10.2 Based on Art 9 IWWF ADR the Panel hereby confirms the decision of Pan American Sports Organisation (PASO) with respect to the disqualification of the result of the Athlete obtained in the Competition. IWWF Anti-Doping Hearing Panel has not ruled that further results be disqualified. WADA has requested that further results be disqualified. According to Art. 10.8 the Panel finds that all competitive results obtained by the Athlete from 22 October 2011 until the date of this decision shall be disqualified with all the resulting consequences including forfeiture of any medals, points and prizes.

ON THESE GROUNDS

The Court of Arbitration for Sport rules that:

1. The appeal of WADA is admissible.

2. The decision of the IWWF Anti-Doping Hearing Panel is set aside.

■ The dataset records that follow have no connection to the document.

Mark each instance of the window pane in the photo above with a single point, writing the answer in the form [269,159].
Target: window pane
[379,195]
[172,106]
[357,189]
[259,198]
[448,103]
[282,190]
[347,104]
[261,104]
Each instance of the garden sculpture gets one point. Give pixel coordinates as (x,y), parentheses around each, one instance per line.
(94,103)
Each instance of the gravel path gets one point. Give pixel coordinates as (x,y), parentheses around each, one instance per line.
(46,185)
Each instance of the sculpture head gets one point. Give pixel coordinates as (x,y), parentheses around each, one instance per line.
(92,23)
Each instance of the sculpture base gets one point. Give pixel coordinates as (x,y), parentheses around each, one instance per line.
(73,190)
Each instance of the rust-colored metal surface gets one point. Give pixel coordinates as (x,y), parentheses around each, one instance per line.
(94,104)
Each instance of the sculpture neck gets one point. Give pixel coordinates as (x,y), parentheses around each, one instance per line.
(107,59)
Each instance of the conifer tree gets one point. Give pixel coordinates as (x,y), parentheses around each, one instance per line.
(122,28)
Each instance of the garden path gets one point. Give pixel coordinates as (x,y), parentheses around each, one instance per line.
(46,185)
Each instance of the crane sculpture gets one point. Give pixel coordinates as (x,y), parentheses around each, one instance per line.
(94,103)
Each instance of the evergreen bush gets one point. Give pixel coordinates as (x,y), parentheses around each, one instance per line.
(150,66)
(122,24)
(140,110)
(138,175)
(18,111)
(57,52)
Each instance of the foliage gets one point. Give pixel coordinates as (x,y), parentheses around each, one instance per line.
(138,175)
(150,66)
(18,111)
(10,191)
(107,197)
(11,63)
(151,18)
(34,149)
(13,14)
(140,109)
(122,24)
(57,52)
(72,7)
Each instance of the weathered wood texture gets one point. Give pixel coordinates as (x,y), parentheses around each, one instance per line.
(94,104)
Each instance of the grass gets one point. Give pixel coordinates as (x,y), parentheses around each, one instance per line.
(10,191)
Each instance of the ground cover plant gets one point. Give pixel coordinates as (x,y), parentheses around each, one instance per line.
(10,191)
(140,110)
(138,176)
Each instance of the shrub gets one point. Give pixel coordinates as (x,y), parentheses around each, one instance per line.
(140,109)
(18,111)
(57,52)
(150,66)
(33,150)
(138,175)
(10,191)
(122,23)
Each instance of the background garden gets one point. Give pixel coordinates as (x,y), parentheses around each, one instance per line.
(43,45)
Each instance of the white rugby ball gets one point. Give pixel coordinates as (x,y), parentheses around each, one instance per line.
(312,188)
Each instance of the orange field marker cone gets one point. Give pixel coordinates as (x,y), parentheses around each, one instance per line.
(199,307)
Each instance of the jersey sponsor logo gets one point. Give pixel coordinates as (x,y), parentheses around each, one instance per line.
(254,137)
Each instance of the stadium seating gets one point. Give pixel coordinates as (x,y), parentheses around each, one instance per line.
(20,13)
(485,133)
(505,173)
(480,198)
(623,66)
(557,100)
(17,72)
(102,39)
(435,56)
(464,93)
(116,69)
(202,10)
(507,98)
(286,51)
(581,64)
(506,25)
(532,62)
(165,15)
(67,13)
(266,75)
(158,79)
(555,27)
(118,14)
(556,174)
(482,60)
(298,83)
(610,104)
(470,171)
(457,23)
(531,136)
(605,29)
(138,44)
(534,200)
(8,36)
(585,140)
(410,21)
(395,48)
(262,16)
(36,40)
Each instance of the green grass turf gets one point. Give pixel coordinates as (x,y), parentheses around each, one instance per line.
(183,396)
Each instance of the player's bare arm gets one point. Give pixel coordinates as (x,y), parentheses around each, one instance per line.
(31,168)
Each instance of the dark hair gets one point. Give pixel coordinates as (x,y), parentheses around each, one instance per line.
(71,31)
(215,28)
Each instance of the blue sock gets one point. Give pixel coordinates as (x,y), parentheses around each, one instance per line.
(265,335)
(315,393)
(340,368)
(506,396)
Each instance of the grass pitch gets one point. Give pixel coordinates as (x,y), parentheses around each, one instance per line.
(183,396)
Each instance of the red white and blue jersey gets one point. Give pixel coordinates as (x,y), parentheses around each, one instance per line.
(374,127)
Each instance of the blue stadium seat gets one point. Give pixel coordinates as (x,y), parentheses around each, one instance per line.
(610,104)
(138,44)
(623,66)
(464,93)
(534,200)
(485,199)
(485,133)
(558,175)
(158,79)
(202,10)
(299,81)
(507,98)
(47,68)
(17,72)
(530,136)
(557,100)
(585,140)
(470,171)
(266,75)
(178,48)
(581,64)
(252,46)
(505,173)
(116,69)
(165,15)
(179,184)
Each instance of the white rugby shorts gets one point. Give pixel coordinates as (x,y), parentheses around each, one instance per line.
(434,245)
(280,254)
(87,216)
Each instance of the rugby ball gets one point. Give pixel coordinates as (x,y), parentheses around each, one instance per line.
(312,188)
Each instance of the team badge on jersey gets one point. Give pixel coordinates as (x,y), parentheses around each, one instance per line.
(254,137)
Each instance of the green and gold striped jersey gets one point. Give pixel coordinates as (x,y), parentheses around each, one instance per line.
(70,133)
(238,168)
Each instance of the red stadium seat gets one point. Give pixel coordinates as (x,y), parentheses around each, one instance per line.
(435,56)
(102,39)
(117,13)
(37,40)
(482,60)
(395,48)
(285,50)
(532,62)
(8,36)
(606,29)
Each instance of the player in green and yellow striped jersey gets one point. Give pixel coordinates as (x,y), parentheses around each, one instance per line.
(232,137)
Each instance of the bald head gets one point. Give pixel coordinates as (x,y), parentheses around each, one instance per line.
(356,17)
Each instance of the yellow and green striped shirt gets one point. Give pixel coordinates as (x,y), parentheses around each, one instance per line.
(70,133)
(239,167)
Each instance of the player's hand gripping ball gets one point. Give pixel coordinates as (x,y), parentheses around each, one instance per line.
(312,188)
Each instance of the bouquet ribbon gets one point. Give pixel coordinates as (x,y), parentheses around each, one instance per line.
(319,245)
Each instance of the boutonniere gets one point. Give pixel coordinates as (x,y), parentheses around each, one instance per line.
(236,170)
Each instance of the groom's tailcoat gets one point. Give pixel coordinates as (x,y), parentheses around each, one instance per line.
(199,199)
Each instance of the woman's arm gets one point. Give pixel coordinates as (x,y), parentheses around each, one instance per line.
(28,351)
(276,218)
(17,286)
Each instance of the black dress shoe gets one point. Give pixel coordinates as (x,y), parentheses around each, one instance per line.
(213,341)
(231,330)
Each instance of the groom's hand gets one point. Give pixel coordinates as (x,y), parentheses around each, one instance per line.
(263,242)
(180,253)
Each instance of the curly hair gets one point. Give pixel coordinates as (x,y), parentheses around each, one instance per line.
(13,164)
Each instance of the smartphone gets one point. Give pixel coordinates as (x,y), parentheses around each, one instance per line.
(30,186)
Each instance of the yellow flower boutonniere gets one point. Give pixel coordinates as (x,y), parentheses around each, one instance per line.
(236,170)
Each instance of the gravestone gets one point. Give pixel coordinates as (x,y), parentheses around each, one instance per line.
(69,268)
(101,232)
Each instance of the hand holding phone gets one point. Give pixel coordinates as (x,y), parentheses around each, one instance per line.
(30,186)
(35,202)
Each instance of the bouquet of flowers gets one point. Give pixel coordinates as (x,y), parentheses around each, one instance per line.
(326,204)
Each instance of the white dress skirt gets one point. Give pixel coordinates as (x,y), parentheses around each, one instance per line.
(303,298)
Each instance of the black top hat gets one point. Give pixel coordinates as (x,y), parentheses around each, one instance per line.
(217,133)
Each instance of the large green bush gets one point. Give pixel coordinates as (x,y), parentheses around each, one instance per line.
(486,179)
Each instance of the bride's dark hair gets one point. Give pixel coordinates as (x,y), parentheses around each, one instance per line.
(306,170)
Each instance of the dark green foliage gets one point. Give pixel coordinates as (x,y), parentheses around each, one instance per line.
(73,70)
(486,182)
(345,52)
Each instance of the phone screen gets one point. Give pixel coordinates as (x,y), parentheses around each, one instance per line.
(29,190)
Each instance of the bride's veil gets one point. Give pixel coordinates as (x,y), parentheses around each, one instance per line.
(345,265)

3. Aaron Rathy is sanctioned with a 15 month’s period of ineligibility, starting on 1 August 2012. Any period of ineligibility, whether imposed on, or voluntarily accepted by Aaron Rathy before the entry into force of the CAS award, shall be credited against the total period of ineligibility to be served.

4. All competitive results obtained by Aaron Rathy from 22 October 2011 shall be disqualified with all the resulting consequences including forfeiture of any medals, points and prizes.

5. (…).

6. (…).

7. All other prayers for relief are dismissed.